HLRA Hires Consultant for Air Base Redevelopment Plan
RKG Associates will begin analyzing data and provide oversight in determining the future for Willow Grove Naval Air Station Joint Reserve Base
The Horsham Township Authority for NASJRB, the group tasked with redeveloping the Willow Grove air base, appointed RKG Associates, Inc. as its planning consultant at its meeting on Wednesday.
The authority approved hiring RKG, which is headquartered in New Hampshire and has an office in Virginia, at $470,000. RKG’s contract will be funded through a $480,000 grant received to cover costs associated with the base redevelopment, authority executive director Mike McGee said.
RKG will work with the authority in holding numerous public meetings and gathering and analyzing data. The information will be used to prepare a redevelopment plan for the 892 acres of surplus land once the military ceases operations in September. The plan is due by year's end.

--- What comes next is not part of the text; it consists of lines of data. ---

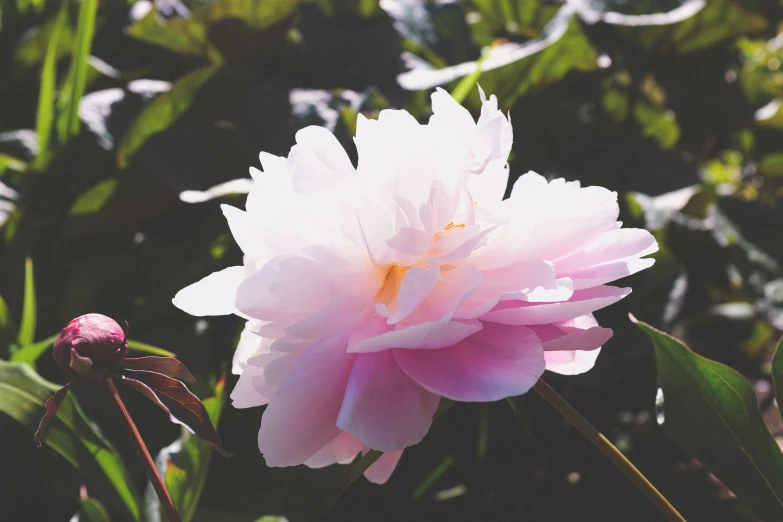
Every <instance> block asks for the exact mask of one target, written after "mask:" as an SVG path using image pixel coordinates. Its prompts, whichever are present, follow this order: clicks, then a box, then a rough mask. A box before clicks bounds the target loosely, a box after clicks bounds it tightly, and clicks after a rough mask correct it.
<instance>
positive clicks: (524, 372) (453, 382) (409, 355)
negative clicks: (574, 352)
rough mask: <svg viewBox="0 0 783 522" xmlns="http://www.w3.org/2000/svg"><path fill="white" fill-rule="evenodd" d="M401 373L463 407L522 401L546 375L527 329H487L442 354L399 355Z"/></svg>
mask: <svg viewBox="0 0 783 522" xmlns="http://www.w3.org/2000/svg"><path fill="white" fill-rule="evenodd" d="M394 356H395V358H396V359H397V362H398V363H399V365H400V368H402V370H403V371H404V372H405V373H406V374H408V376H409V377H411V378H412V379H413V380H415V381H416V382H418V383H419V384H421V385H422V386H424V387H425V388H427V389H428V390H430V391H432V392H433V393H436V394H438V395H441V396H443V397H448V398H450V399H454V400H458V401H472V402H488V401H496V400H500V399H503V398H505V397H513V396H516V395H522V394H523V393H525V392H527V391H528V390H529V389H530V387H531V386H533V385H534V384H535V383H536V381H537V380H538V378H539V377H541V374H543V373H544V365H545V363H544V352H543V349H542V346H541V341H539V339H538V337H536V335H535V333H534V332H533V331H532V330H530V329H528V328H525V327H520V326H507V325H500V324H492V323H487V324H484V328H482V330H481V331H479V332H477V333H475V334H473V335H471V336H470V337H468V338H466V339H464V340H462V341H460V342H459V343H457V344H455V345H454V346H450V347H448V348H443V349H441V350H394Z"/></svg>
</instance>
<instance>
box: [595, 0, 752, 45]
mask: <svg viewBox="0 0 783 522" xmlns="http://www.w3.org/2000/svg"><path fill="white" fill-rule="evenodd" d="M702 6H703V7H702ZM667 15H668V16H667ZM653 16H657V18H655V17H653V18H650V17H649V16H648V17H645V15H642V16H634V15H629V16H623V15H620V16H614V17H612V18H610V19H606V17H604V21H608V22H609V23H613V24H616V25H617V27H618V29H620V30H621V31H622V32H623V34H625V35H626V36H627V37H629V38H631V39H633V40H635V41H637V42H638V43H639V44H640V45H642V46H643V47H645V48H647V49H650V50H654V51H655V52H658V53H667V52H679V53H687V52H693V51H698V50H700V49H704V48H706V47H709V46H711V45H714V44H716V43H718V42H721V41H724V40H728V39H730V38H735V37H737V36H741V35H745V34H751V33H754V32H757V31H760V30H763V29H766V27H767V21H766V20H765V19H764V17H762V16H760V15H758V14H756V13H754V12H753V11H750V10H748V9H747V8H746V7H744V6H743V4H742V2H739V1H737V0H709V1H704V0H688V1H687V2H685V3H684V4H683V5H682V6H680V7H679V8H678V9H676V10H674V11H670V12H669V13H659V14H657V15H653ZM653 22H655V23H653ZM666 22H668V23H666Z"/></svg>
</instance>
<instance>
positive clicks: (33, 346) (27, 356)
mask: <svg viewBox="0 0 783 522" xmlns="http://www.w3.org/2000/svg"><path fill="white" fill-rule="evenodd" d="M56 340H57V335H53V336H51V337H47V338H46V339H44V340H43V341H38V342H37V343H32V344H28V345H27V346H24V347H22V348H20V349H19V350H18V351H16V352H15V353H14V354H13V355H12V356H11V362H22V363H25V364H27V365H28V366H30V367H31V368H33V369H35V363H36V361H37V360H38V358H39V357H41V356H42V355H43V354H44V353H45V352H46V350H48V349H49V348H50V347H51V346H52V345H53V344H54V341H56Z"/></svg>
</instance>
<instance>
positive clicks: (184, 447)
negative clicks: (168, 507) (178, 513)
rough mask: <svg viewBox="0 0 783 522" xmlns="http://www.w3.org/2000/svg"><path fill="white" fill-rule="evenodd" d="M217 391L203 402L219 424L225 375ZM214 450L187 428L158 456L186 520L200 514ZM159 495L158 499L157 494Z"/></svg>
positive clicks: (223, 394) (163, 469)
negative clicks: (178, 438) (209, 466)
mask: <svg viewBox="0 0 783 522" xmlns="http://www.w3.org/2000/svg"><path fill="white" fill-rule="evenodd" d="M213 392H214V395H213V396H212V397H209V398H208V399H205V400H204V401H202V402H203V404H204V407H205V408H206V410H207V413H208V414H209V418H210V420H211V421H212V424H213V425H215V426H217V425H218V422H219V421H220V415H221V413H222V411H223V404H224V401H225V381H224V379H221V380H220V381H218V383H217V384H216V386H215V388H214V390H213ZM212 453H213V449H212V447H211V446H210V445H209V444H208V443H206V442H205V441H203V440H201V439H199V438H198V437H194V436H192V435H191V434H190V433H189V432H188V431H187V430H183V431H182V436H181V437H180V438H179V439H178V440H177V441H175V442H174V443H173V444H172V445H170V446H169V447H167V448H164V449H163V451H161V453H160V454H159V455H158V457H157V459H156V462H157V465H158V468H159V469H160V471H161V474H162V475H163V480H164V482H165V483H166V489H168V491H169V494H170V495H171V498H172V500H173V501H174V505H175V506H176V507H177V511H179V514H180V516H181V517H182V520H183V522H190V521H191V520H192V519H193V517H194V516H195V514H196V509H197V508H198V502H199V498H201V493H202V492H203V491H204V485H205V484H206V482H207V473H208V471H209V463H210V461H211V459H212ZM155 499H156V501H157V497H155Z"/></svg>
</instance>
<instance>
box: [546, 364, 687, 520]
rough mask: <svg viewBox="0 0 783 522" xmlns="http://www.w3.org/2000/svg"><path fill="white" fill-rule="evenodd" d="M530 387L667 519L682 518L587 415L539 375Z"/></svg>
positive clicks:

“We will be completed in the timeframe,” McGee said.
As a first order of business, RKG Associates will join the authority for a public meeting on Feb. 7 at 7 p.m. in the Horsham Township Community Center, 1025 Horsham Road.
“It’s worth our while to reiterate to the public what the process actually is,” McGee said.
VP and Principal Russell Archambault of RKG Associates said the meeting is meant to prepare the community for the next 10 months and to have them “weigh in” on the base’s future.
Archambault said his firm will undertake “intense data analysis” to determine the condition of the base’s physical infrastructure.
“We need to learn as much as we can about what’s still there and what’s still useful,” he said. “You’re dealing with oftentimes a historical use that you hope is well-documented in terms of what operations went on there. You’re probably better off at a military base than some other location where the record keeping isn’t as good.”
Archambault said his firm has worked with communities in more than 50 military base redevelopment projects, in instances where the military installation shut down, was realigned or was growing.
In other business, McGee said he has applied for a 90-day extension to submit revisions to the U.S. Department of Housing and Urban Development for a 113-unit housing development. That project is proposed for a 52-acre section of base property located in Warminster. The land is situated on Shenandoah Woods and Jackson Road in Warminster Township and Ivyland and had been used as military housing. If the extension is granted, the HLRA would have until May to amend and resubmit its application.
“We believe we’re on the verge of putting a plan together that will make everybody happy,” McGee said.
Still another moving part is the authority’s involvement in a lease agreement with the Delaware Valley Historical Aircraft Association. McGee said the Navy will lease the land that houses the museum on Route 611 to the HLRA and the authority would in turn sub-lease it to the DVHAA.
“They want DVHAA to be off the base by March, or a lease in place,” McGee said.
DVHAA Executive Director John Rehfuss said he reviewed the sub-lease on Wednesday with his attorney. Rehfuss said he expected it to be finalized by the Feb. 7 meeting.
“It’s not a matter of if,” Rehfuss said. “It’s a matter of when.”